Value over volume – Large deals press ahead, despite overall dip in Italian deal volume

Italy saw €29.1bn worth of M&A activity in Q1-Q3 of 2020, a rise of 11% on the same period the year before, even as volume dropped by 32%. The rise in deal value stands in contrast to M&A activity in the wider EU – EU countries plus the UK saw total value of €383.3bn in the first three quarters of 2020, an 11% decrease compared to the same period in 2019

 

Highlights from the report include:

 

  • M&A activity dominated by deals at the top end of the market. Italian M&A value witnessed a YoY rise across Q1-Q3 2020, even as volume dropped, with 318 deals worth €29.1bn representing a 32% fall by volume, but a 11% increase by value. The rise in deal value is largely due to an increase in higher value deals. There were seven €1bn+ deals announced in the first nine months of the year, including the largest deal of the year so far: The €7.7bn acquisition of Fibercop by a consortium led by Kohlberg Kravis Roberts and Telecom Italia in the TMT space.
  • PE value shoots up, while volume falls. Following much the same pattern as M&A activity as a whole, PE deal activity was also dominated by large deals. 88 PE deals were struck between Q1-Q3 – a 25% drop by volume – while value rose by 141% to €15.6bn compared to the same period last year. This is higher than 2019’s overall PE value which reached €11.8bn.
  • The consumer sector looks set to return to the fore as better management of the pandemic sparks anticipation of a rebound.

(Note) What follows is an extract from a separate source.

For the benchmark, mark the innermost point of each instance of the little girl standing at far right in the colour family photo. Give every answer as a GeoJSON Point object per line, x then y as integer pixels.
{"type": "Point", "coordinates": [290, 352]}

The outlook for 2021 is far more promising than it was six months ago with dealmaking activity in Q3 allowing for cautious optimism, particularly for the consumer sector. Between April and October, Mergermarket published 243 ‘companies for sale’ stories in Italy, with the consumer sector accounting for 87 of these. The next most popular sectors were TMT and industrials and chemicals, accounting for 36 stories each.